Was bedeutet Prompt Template (Prompt‑Vorlage)?
„Template“ bedeutet Vorlage: Eine Prompt‑Vorlage ist ein Gerüst aus klaren Instruktionen (z. B. Rolle, Ziel, Output‑Format) plus Platzhaltern wie {produkt}, {zielgruppe} oder {sprache}. Das Ergebnis ist ein Prompt, der sich für viele ähnliche Aufgaben wiederverwenden lässt – etwa für Blog‑Briefings, Support‑Antworten, Sales‑E‑Mails oder Datenextraktion.
Wie funktioniert eine Prompt‑Vorlage?
- 1) Ziel definieren: Was soll das Modell liefern (z. B. „FAQ‑Antwort“, „Zusammenfassung“, „JSON“)?
- 2) Feste Regeln festlegen: Ton, Länge, Struktur, Do’s/Don’ts, Quellenpflicht, Formatvorgaben.
- 3) Variablen/Slots bestimmen: Welche Teile wechseln pro Anfrage (z. B. Branche, Produkt, Eingabetext, Sprache)?
- 4) Kontext einspeisen: Optional über Wissensblöcke, Beispiele oder externe Daten (z. B. via RAG (Retrieval-Augmented Generation)).
- 5) Ausführen & iterieren: Template testen, Schwachstellen (Unklarheiten, Halluzinationsrisiko) beheben und Versionen pflegen.

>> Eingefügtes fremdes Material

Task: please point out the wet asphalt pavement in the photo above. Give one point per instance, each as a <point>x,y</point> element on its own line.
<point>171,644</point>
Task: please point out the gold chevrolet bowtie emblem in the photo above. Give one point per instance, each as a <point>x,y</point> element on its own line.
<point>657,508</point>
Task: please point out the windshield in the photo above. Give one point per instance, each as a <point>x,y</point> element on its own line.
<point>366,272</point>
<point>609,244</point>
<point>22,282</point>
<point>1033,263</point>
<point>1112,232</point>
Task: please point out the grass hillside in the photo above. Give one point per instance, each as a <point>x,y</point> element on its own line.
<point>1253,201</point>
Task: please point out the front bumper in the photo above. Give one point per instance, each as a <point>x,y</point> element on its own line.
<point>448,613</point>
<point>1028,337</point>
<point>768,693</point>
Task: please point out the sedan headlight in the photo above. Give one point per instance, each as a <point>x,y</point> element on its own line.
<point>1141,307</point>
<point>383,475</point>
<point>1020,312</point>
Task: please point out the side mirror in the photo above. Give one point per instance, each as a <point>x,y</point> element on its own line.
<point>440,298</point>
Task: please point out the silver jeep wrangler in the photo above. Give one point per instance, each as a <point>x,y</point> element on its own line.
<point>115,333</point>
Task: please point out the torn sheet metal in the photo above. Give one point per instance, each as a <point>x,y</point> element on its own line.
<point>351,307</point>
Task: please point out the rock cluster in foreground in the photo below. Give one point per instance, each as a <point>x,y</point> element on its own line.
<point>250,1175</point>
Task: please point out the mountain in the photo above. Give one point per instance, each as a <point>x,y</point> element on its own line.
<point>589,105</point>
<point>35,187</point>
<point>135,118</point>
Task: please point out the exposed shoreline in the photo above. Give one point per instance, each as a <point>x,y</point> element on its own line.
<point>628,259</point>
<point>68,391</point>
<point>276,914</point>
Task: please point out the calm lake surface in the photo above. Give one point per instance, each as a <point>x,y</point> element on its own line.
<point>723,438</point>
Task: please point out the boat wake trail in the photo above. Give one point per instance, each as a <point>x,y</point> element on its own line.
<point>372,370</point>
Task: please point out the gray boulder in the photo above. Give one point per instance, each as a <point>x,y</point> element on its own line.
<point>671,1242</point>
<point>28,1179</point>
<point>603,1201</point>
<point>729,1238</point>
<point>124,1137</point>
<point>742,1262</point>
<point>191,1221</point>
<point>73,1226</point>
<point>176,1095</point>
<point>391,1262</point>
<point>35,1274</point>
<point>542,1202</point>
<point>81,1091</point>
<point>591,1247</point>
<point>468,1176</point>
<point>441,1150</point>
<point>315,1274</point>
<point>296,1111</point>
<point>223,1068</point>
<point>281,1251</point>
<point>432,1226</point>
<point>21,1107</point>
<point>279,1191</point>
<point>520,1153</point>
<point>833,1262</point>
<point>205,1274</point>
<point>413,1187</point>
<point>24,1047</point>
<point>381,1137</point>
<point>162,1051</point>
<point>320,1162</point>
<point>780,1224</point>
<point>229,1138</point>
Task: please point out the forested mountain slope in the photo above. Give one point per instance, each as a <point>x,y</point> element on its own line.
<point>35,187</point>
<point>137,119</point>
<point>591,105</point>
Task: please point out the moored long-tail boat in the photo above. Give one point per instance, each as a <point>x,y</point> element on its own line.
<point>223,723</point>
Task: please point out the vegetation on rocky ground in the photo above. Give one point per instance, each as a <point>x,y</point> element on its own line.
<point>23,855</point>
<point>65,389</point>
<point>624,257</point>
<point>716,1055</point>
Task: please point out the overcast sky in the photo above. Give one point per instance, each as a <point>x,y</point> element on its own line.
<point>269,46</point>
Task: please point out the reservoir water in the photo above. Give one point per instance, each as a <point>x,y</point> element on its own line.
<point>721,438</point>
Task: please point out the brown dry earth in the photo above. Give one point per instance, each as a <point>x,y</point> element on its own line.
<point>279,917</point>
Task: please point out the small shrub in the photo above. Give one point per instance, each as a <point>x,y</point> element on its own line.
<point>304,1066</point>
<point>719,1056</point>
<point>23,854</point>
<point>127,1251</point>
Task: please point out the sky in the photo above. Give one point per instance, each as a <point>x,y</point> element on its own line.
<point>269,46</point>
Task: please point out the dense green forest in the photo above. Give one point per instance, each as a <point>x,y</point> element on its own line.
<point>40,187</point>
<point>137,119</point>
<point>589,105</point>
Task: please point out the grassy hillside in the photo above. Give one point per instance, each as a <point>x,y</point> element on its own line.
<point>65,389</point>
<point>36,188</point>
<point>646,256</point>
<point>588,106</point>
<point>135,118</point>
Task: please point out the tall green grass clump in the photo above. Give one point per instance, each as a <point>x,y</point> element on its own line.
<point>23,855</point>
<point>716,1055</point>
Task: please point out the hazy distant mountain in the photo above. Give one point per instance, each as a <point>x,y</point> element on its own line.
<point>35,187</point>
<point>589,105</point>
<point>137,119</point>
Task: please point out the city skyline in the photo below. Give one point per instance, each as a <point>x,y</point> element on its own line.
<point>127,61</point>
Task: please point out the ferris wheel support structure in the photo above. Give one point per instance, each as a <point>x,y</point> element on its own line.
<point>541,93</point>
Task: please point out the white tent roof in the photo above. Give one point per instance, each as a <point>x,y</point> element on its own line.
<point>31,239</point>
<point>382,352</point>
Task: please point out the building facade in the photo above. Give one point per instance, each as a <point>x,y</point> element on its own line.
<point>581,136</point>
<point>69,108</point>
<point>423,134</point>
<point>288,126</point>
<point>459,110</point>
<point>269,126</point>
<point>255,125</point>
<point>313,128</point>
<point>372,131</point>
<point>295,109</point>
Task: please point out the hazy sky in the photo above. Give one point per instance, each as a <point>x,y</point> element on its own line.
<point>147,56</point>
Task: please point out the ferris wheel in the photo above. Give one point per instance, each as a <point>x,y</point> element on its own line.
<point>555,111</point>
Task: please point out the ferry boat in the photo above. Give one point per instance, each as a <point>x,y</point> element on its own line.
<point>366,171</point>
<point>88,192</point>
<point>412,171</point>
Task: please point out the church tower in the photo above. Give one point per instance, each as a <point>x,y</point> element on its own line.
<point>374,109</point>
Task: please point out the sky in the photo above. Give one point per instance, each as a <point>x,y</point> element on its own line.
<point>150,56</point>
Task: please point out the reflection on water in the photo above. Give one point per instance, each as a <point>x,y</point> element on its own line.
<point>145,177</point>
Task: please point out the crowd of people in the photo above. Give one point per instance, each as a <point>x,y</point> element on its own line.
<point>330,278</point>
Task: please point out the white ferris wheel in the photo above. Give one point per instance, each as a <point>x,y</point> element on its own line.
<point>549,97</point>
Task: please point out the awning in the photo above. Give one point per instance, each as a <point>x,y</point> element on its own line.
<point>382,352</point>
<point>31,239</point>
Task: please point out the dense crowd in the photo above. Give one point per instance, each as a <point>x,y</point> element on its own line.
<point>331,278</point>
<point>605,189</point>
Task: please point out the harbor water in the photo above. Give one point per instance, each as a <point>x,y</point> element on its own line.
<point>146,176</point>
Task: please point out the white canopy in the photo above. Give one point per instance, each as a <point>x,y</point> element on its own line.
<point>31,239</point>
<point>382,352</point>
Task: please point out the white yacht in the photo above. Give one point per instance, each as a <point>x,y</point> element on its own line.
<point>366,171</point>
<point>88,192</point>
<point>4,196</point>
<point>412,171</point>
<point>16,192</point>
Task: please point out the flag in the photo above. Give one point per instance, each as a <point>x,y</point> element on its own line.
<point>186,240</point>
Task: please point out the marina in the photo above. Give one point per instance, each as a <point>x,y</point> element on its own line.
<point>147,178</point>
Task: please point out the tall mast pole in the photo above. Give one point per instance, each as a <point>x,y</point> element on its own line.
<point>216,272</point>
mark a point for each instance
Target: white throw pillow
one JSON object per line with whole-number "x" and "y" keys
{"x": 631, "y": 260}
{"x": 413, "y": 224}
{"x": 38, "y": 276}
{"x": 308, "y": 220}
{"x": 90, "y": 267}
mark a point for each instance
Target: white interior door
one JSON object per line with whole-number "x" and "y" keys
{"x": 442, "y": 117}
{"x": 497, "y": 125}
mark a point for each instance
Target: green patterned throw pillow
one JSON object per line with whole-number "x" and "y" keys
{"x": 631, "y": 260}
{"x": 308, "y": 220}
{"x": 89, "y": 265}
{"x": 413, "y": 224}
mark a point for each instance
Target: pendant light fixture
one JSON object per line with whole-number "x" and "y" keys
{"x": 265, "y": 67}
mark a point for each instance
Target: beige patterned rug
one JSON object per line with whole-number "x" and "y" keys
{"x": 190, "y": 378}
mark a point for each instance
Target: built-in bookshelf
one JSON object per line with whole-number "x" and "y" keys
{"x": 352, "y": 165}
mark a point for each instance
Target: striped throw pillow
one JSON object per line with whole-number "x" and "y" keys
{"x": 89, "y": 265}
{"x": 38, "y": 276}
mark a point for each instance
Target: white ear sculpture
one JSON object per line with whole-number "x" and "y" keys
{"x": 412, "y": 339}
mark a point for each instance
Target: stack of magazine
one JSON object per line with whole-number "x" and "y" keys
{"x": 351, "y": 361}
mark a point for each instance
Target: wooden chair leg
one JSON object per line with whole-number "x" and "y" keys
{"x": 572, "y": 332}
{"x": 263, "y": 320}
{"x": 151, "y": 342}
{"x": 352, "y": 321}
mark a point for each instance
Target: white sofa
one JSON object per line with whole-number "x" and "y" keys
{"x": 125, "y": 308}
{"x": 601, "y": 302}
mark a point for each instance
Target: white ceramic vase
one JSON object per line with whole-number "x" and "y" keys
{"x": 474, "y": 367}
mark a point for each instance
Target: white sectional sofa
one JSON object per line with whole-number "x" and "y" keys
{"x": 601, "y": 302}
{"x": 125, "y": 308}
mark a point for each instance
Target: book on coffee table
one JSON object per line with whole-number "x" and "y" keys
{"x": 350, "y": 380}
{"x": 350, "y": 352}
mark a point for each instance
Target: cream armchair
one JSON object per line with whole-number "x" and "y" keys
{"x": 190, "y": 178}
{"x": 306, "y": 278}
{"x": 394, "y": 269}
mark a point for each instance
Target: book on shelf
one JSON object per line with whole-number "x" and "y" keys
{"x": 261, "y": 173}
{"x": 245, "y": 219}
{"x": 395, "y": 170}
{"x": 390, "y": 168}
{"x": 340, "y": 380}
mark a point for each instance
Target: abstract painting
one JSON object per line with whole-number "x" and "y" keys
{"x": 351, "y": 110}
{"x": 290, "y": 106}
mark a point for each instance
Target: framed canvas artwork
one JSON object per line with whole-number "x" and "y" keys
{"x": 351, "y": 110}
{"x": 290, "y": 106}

Beispiel (einfaches Template)
Vorlage: „Du bist {rolle}. Erstelle für {zielgruppe} eine {output_art} zum Thema {thema}. Nutze den Ton {ton}. Gib das Ergebnis als {format} aus. Nutze ausschließlich diese Infos: {kontext}.“
Instanz: Rolle=„B2B‑Redakteur“, Zielgruppe=„IT‑Leiter“, Output=„Checkliste“, Thema=„Einführung von AI Agents (KI-Agenten)“, Ton=„präzise“, Format=„Markdown“, Kontext=„…“
Warum sind Prompt Templates wichtig?
- Konsistenz: Gleiche Aufgaben führen zu vergleichbaren Outputs (wichtig für Teams und Markenstimme).
- Qualität & Kontrolle: Klare Regeln reduzieren Missverständnisse und senken das Risiko von Halluzinationen (Hallucinations).
- Skalierung: Templates lassen sich in Workflows einbauen, z. B. in n8n oder allgemein in Automatisierung (Automation).
- Wiederverwendbarkeit: Ein gutes Template spart Zeit und beschleunigt Prompt Engineering.
Prompt Template vs. „normaler“ Prompt
Ein normaler Prompt ist oft einmalig und situativ. Eine Prompt‑Vorlage ist dagegen modular, versionierbar und darauf ausgelegt, mit wechselnden Inputs zuverlässig zu funktionieren – besonders in produktiven Setups mit Large Language Model (LLM)‑APIs, Tool‑Aufrufen oder strukturierten Outputs (z. B. JSON).
Best Practices (kurz)
- Slots eindeutig benennen (z. B. {ziel}, {restriktionen}, {beispiele}).
- Output‑Format fixieren (z. B. Tabellen/JSON), um Nachbearbeitung zu minimieren.
- Beispiele hinzufügen (Few‑Shot), wenn das Modell sonst zu frei antwortet.
- Compliance bedenken: Keine sensiblen Daten in Templates; Anforderungen aus Datenschutz (DSGVO/GDPR) & KI berücksichtigen.
In der Praxis sind Prompt Templates ein zentraler Baustein, um KI‑Anwendungen mit ChatGPT oder anderen Modellen zuverlässig, teamfähig und automatisierbar zu machen.